Biden Signs Executive Order to End Corporate Prisons

January 27, 2021 by Tom Ramstack
Biden Signs Executive Order to End Corporate Prisons
President Joe Biden signs executive orders in the State Dining Room of the White House, Tuesday, Jan. 26, 2021, in Washington. Vice President Kamala Harris listens at left. (AP Photo/Evan Vucci)

WASHINGTON — President Joe Biden issued an executive order Tuesday to end the Justice Department’s use of private prisons.

The order tells the Justice Department not to renew contracts with the corporations that incarcerate more than 120,000 people in the United States, or about 8.2% of the nation’s prison population.

It is one more example of Biden reversing Trump administration policies through nearly 40 executive orders he signed in the first week of his presidency.

“This is the first step to stop corporations from profiting off of incarceration, that is less humane and less safe, as the studies show,” Biden said in a White House speech before signing the order. “And it is just the beginning of my administration’s plan to address systemic problems in our criminal justice system.”

The number of inmates in private prisons dwindled further in the past year as coronavirus compelled judges to release many of them with convictions for non-violent offenses to home confinement. As a result, the Bureau of Prisons already was canceling some of the corporate contracts.

Biden’s order says there is “broad consensus” that mass incarceration creates hardships for society without improving safety.

“Privately operated criminal detention facilities consistently underperform federal facilities with respect to correctional services, programs and resources,” the order says.

The Bureau of Prisons started hiring private companies to run prisons in the late 1990s to help manage overcrowding. Bureau of Prisons officials said states and Congress did not give them enough money to build more government-run prisons.

Shortly after they started operating, prisoner rights advocates said private prisons were associated with higher rates of inmate violence.

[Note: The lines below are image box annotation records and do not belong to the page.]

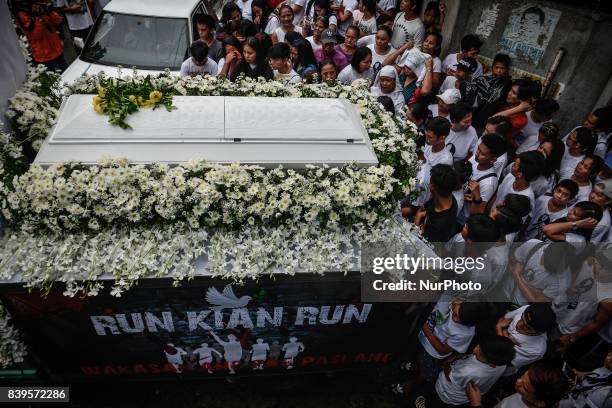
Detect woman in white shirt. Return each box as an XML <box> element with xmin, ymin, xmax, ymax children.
<box><xmin>371</xmin><ymin>65</ymin><xmax>406</xmax><ymax>116</ymax></box>
<box><xmin>338</xmin><ymin>47</ymin><xmax>374</xmax><ymax>85</ymax></box>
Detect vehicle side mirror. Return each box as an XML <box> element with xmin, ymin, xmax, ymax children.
<box><xmin>72</xmin><ymin>37</ymin><xmax>85</xmax><ymax>50</ymax></box>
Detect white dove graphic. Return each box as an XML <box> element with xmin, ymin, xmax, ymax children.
<box><xmin>206</xmin><ymin>285</ymin><xmax>252</xmax><ymax>310</ymax></box>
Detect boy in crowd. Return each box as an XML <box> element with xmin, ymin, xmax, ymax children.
<box><xmin>414</xmin><ymin>164</ymin><xmax>457</xmax><ymax>242</ymax></box>
<box><xmin>446</xmin><ymin>102</ymin><xmax>478</xmax><ymax>161</ymax></box>
<box><xmin>516</xmin><ymin>122</ymin><xmax>561</xmax><ymax>154</ymax></box>
<box><xmin>458</xmin><ymin>133</ymin><xmax>506</xmax><ymax>224</ymax></box>
<box><xmin>429</xmin><ymin>88</ymin><xmax>461</xmax><ymax>120</ymax></box>
<box><xmin>402</xmin><ymin>116</ymin><xmax>453</xmax><ymax>209</ymax></box>
<box><xmin>195</xmin><ymin>14</ymin><xmax>225</xmax><ymax>63</ymax></box>
<box><xmin>495</xmin><ymin>303</ymin><xmax>556</xmax><ymax>375</ymax></box>
<box><xmin>440</xmin><ymin>57</ymin><xmax>477</xmax><ymax>92</ymax></box>
<box><xmin>442</xmin><ymin>34</ymin><xmax>483</xmax><ymax>79</ymax></box>
<box><xmin>466</xmin><ymin>360</ymin><xmax>570</xmax><ymax>408</ymax></box>
<box><xmin>181</xmin><ymin>40</ymin><xmax>218</xmax><ymax>76</ymax></box>
<box><xmin>494</xmin><ymin>151</ymin><xmax>544</xmax><ymax>214</ymax></box>
<box><xmin>525</xmin><ymin>179</ymin><xmax>578</xmax><ymax>240</ymax></box>
<box><xmin>431</xmin><ymin>336</ymin><xmax>515</xmax><ymax>407</ymax></box>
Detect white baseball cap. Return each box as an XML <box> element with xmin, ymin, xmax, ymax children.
<box><xmin>436</xmin><ymin>88</ymin><xmax>461</xmax><ymax>105</ymax></box>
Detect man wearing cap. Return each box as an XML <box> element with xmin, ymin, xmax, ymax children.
<box><xmin>495</xmin><ymin>303</ymin><xmax>556</xmax><ymax>376</ymax></box>
<box><xmin>589</xmin><ymin>179</ymin><xmax>612</xmax><ymax>244</ymax></box>
<box><xmin>429</xmin><ymin>89</ymin><xmax>461</xmax><ymax>120</ymax></box>
<box><xmin>440</xmin><ymin>57</ymin><xmax>478</xmax><ymax>92</ymax></box>
<box><xmin>314</xmin><ymin>28</ymin><xmax>349</xmax><ymax>72</ymax></box>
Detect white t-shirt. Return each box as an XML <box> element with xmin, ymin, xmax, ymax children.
<box><xmin>338</xmin><ymin>64</ymin><xmax>374</xmax><ymax>85</ymax></box>
<box><xmin>416</xmin><ymin>145</ymin><xmax>453</xmax><ymax>205</ymax></box>
<box><xmin>436</xmin><ymin>354</ymin><xmax>505</xmax><ymax>405</ymax></box>
<box><xmin>306</xmin><ymin>35</ymin><xmax>323</xmax><ymax>51</ymax></box>
<box><xmin>446</xmin><ymin>126</ymin><xmax>478</xmax><ymax>160</ymax></box>
<box><xmin>516</xmin><ymin>134</ymin><xmax>540</xmax><ymax>154</ymax></box>
<box><xmin>559</xmin><ymin>146</ymin><xmax>584</xmax><ymax>180</ymax></box>
<box><xmin>504</xmin><ymin>305</ymin><xmax>548</xmax><ymax>375</ymax></box>
<box><xmin>180</xmin><ymin>57</ymin><xmax>219</xmax><ymax>76</ymax></box>
<box><xmin>235</xmin><ymin>0</ymin><xmax>253</xmax><ymax>21</ymax></box>
<box><xmin>438</xmin><ymin>75</ymin><xmax>457</xmax><ymax>93</ymax></box>
<box><xmin>419</xmin><ymin>302</ymin><xmax>476</xmax><ymax>359</ymax></box>
<box><xmin>391</xmin><ymin>12</ymin><xmax>425</xmax><ymax>49</ymax></box>
<box><xmin>525</xmin><ymin>196</ymin><xmax>568</xmax><ymax>240</ymax></box>
<box><xmin>367</xmin><ymin>44</ymin><xmax>395</xmax><ymax>66</ymax></box>
<box><xmin>442</xmin><ymin>54</ymin><xmax>484</xmax><ymax>80</ymax></box>
<box><xmin>590</xmin><ymin>209</ymin><xmax>611</xmax><ymax>244</ymax></box>
<box><xmin>494</xmin><ymin>174</ymin><xmax>535</xmax><ymax>212</ymax></box>
<box><xmin>457</xmin><ymin>157</ymin><xmax>498</xmax><ymax>224</ymax></box>
<box><xmin>56</xmin><ymin>0</ymin><xmax>93</xmax><ymax>30</ymax></box>
<box><xmin>504</xmin><ymin>239</ymin><xmax>567</xmax><ymax>305</ymax></box>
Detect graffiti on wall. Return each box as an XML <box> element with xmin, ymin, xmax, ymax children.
<box><xmin>500</xmin><ymin>3</ymin><xmax>561</xmax><ymax>65</ymax></box>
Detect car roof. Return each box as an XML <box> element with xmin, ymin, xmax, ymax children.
<box><xmin>104</xmin><ymin>0</ymin><xmax>200</xmax><ymax>18</ymax></box>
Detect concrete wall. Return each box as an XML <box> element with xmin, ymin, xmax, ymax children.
<box><xmin>443</xmin><ymin>0</ymin><xmax>612</xmax><ymax>129</ymax></box>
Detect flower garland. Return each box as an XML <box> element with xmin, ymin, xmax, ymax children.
<box><xmin>93</xmin><ymin>77</ymin><xmax>176</xmax><ymax>129</ymax></box>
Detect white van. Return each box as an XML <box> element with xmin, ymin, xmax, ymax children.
<box><xmin>62</xmin><ymin>0</ymin><xmax>215</xmax><ymax>83</ymax></box>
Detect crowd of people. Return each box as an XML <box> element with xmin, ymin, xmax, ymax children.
<box><xmin>8</xmin><ymin>0</ymin><xmax>612</xmax><ymax>408</ymax></box>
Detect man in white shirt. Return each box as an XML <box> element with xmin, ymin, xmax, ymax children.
<box><xmin>180</xmin><ymin>40</ymin><xmax>218</xmax><ymax>76</ymax></box>
<box><xmin>442</xmin><ymin>34</ymin><xmax>483</xmax><ymax>79</ymax></box>
<box><xmin>391</xmin><ymin>0</ymin><xmax>425</xmax><ymax>49</ymax></box>
<box><xmin>495</xmin><ymin>303</ymin><xmax>556</xmax><ymax>375</ymax></box>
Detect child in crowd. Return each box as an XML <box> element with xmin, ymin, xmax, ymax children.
<box><xmin>446</xmin><ymin>102</ymin><xmax>478</xmax><ymax>160</ymax></box>
<box><xmin>180</xmin><ymin>40</ymin><xmax>218</xmax><ymax>76</ymax></box>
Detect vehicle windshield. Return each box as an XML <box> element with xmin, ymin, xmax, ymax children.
<box><xmin>81</xmin><ymin>12</ymin><xmax>189</xmax><ymax>71</ymax></box>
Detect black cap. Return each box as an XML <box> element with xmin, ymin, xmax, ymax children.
<box><xmin>523</xmin><ymin>303</ymin><xmax>557</xmax><ymax>333</ymax></box>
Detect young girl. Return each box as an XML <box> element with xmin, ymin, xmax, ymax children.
<box><xmin>230</xmin><ymin>37</ymin><xmax>273</xmax><ymax>81</ymax></box>
<box><xmin>354</xmin><ymin>0</ymin><xmax>376</xmax><ymax>38</ymax></box>
<box><xmin>338</xmin><ymin>47</ymin><xmax>374</xmax><ymax>85</ymax></box>
<box><xmin>306</xmin><ymin>17</ymin><xmax>329</xmax><ymax>51</ymax></box>
<box><xmin>336</xmin><ymin>26</ymin><xmax>359</xmax><ymax>61</ymax></box>
<box><xmin>368</xmin><ymin>26</ymin><xmax>395</xmax><ymax>70</ymax></box>
<box><xmin>251</xmin><ymin>0</ymin><xmax>280</xmax><ymax>35</ymax></box>
<box><xmin>272</xmin><ymin>4</ymin><xmax>295</xmax><ymax>44</ymax></box>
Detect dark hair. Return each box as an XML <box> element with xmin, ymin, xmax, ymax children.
<box><xmin>448</xmin><ymin>101</ymin><xmax>472</xmax><ymax>123</ymax></box>
<box><xmin>512</xmin><ymin>77</ymin><xmax>542</xmax><ymax>101</ymax></box>
<box><xmin>480</xmin><ymin>133</ymin><xmax>506</xmax><ymax>157</ymax></box>
<box><xmin>493</xmin><ymin>52</ymin><xmax>512</xmax><ymax>68</ymax></box>
<box><xmin>427</xmin><ymin>116</ymin><xmax>450</xmax><ymax>137</ymax></box>
<box><xmin>268</xmin><ymin>43</ymin><xmax>291</xmax><ymax>59</ymax></box>
<box><xmin>189</xmin><ymin>40</ymin><xmax>208</xmax><ymax>63</ymax></box>
<box><xmin>519</xmin><ymin>150</ymin><xmax>545</xmax><ymax>182</ymax></box>
<box><xmin>376</xmin><ymin>26</ymin><xmax>393</xmax><ymax>40</ymax></box>
<box><xmin>466</xmin><ymin>214</ymin><xmax>501</xmax><ymax>242</ymax></box>
<box><xmin>459</xmin><ymin>302</ymin><xmax>489</xmax><ymax>326</ymax></box>
<box><xmin>553</xmin><ymin>179</ymin><xmax>578</xmax><ymax>199</ymax></box>
<box><xmin>284</xmin><ymin>31</ymin><xmax>304</xmax><ymax>45</ymax></box>
<box><xmin>293</xmin><ymin>39</ymin><xmax>317</xmax><ymax>70</ymax></box>
<box><xmin>479</xmin><ymin>336</ymin><xmax>515</xmax><ymax>366</ymax></box>
<box><xmin>521</xmin><ymin>6</ymin><xmax>546</xmax><ymax>24</ymax></box>
<box><xmin>360</xmin><ymin>0</ymin><xmax>376</xmax><ymax>17</ymax></box>
<box><xmin>574</xmin><ymin>126</ymin><xmax>596</xmax><ymax>154</ymax></box>
<box><xmin>429</xmin><ymin>164</ymin><xmax>457</xmax><ymax>197</ymax></box>
<box><xmin>251</xmin><ymin>0</ymin><xmax>274</xmax><ymax>32</ymax></box>
<box><xmin>487</xmin><ymin>116</ymin><xmax>512</xmax><ymax>137</ymax></box>
<box><xmin>195</xmin><ymin>14</ymin><xmax>215</xmax><ymax>30</ymax></box>
<box><xmin>376</xmin><ymin>14</ymin><xmax>393</xmax><ymax>27</ymax></box>
<box><xmin>376</xmin><ymin>95</ymin><xmax>395</xmax><ymax>116</ymax></box>
<box><xmin>221</xmin><ymin>3</ymin><xmax>242</xmax><ymax>25</ymax></box>
<box><xmin>533</xmin><ymin>98</ymin><xmax>559</xmax><ymax>118</ymax></box>
<box><xmin>540</xmin><ymin>138</ymin><xmax>565</xmax><ymax>178</ymax></box>
<box><xmin>527</xmin><ymin>359</ymin><xmax>570</xmax><ymax>407</ymax></box>
<box><xmin>461</xmin><ymin>34</ymin><xmax>483</xmax><ymax>52</ymax></box>
<box><xmin>408</xmin><ymin>101</ymin><xmax>430</xmax><ymax>120</ymax></box>
<box><xmin>453</xmin><ymin>160</ymin><xmax>472</xmax><ymax>186</ymax></box>
<box><xmin>351</xmin><ymin>47</ymin><xmax>372</xmax><ymax>72</ymax></box>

The U.S. Department of Justice Office of the Inspector General reported in August 2016 during the last days of the Obama administration that “contract prisons incurred more safety and security incidents per capita than comparable [Bureau of Prisons] institutions.”

The Justice Department responded with a revised policy to phase out private prisons. In addition to the safety concerns, Justice Department officials said private prisons were too costly.

A few months later, when Donald Trump won the presidency, the Justice Department changed policy again to reinstate private prisons.

During Trump’s 2016 campaign for president, he said during a televised town hall, “I do think we can do a lot of privatizations and private prisons. It seems to work a lot better.” 

The biggest private prison companies in the United States are the Corrections Corporation of America, the GEO Group Inc., Management and Training Corporation and Community Education Centers.

GEO Group said in a statement that Biden’s order would not improve the prison system.

“Given the steps the [Bureau of Prisons] had already announced, today’s Executive Order merely represents a political statement, which could carry serious negative unintended consequences, including the loss of hundreds of jobs and negative economic impact for the communities where our facilities are located, which are already struggling economically due to the COVID pandemic,” a statement from the company said.

Prisoner advocates described the order as a civil rights advancement rather than a political statement.

Biden’s executive order “validates something we’ve been saying for years: No one should profit from the human misery that is caused by mass incarceration,” said David Fathi, director of the American Civil Liberties Union’s National Prison Project. “Prison privatization increases the potential for mistreatment and abuse of incarcerated people, and this move by the Biden administration will start curtailing this insidious practice.”

The president’s order was one of several addressing civil rights he signed on Tuesday.

Others recommit the federal government to respect tribal sovereignty, reject discrimination against Asian Americans who face harassment because of the coronavirus pandemic that started in China, and direct the Department of Housing and Urban Development to take more aggressive actions to halt racial discrimination in housing policy.

On Wednesday, he signed executive orders designed to make climate change a “national security” issue and a heightened priority for the federal government.